Let Us Be Men
"Years ago, when my brothers and I were boys, our mother had radical cancer surgery. She came very close to death. Much of the tissue in her neck and shoulder had to be removed, and for a long time it was very painful for her to use her right arm.
One morning about a year after the surgery, my father took Mother to an appliance store and asked the manager to show her how to use a machine he had for ironing clothes. The machine was called an Ironrite. It was operated from a chair by pressing pedals with one's knees to lower a padded roller against a heated metal surface and turn the roller, feeding in shirts, pants, dresses, and other articles. You can see that this would make ironing (of which there was a great deal in our family of five boys) much easier, especially for a woman with limited use of her arm. Mother was shocked when Dad told the manager they would buy the machine and then paid cash for it. Despite my father's good income as a veterinarian, Mother's surgery and medications had left them in a difficult financial situation.
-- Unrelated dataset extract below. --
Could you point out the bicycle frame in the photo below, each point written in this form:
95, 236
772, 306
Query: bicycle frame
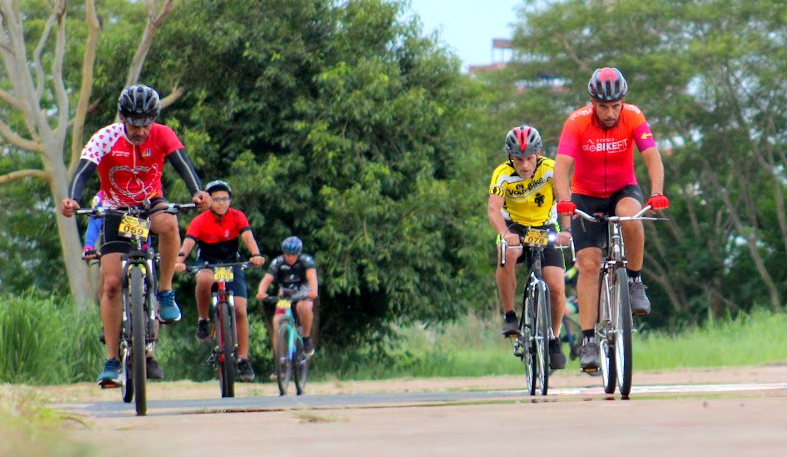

On the way home, my mother was upset: How can we afford it? Where did the money come from? How will we get along now?Finally Dad told her that he had gone without lunches for nearly a year to save enough money. Now when you iron, he said, you won't have to stop and go into the bedroom and cry until the pain in your arm stops. She didn't know he knew about that. I was not aware of my father's sacrifice and act of love for my mother at the time, but now that I know, I say to myself, There is a man."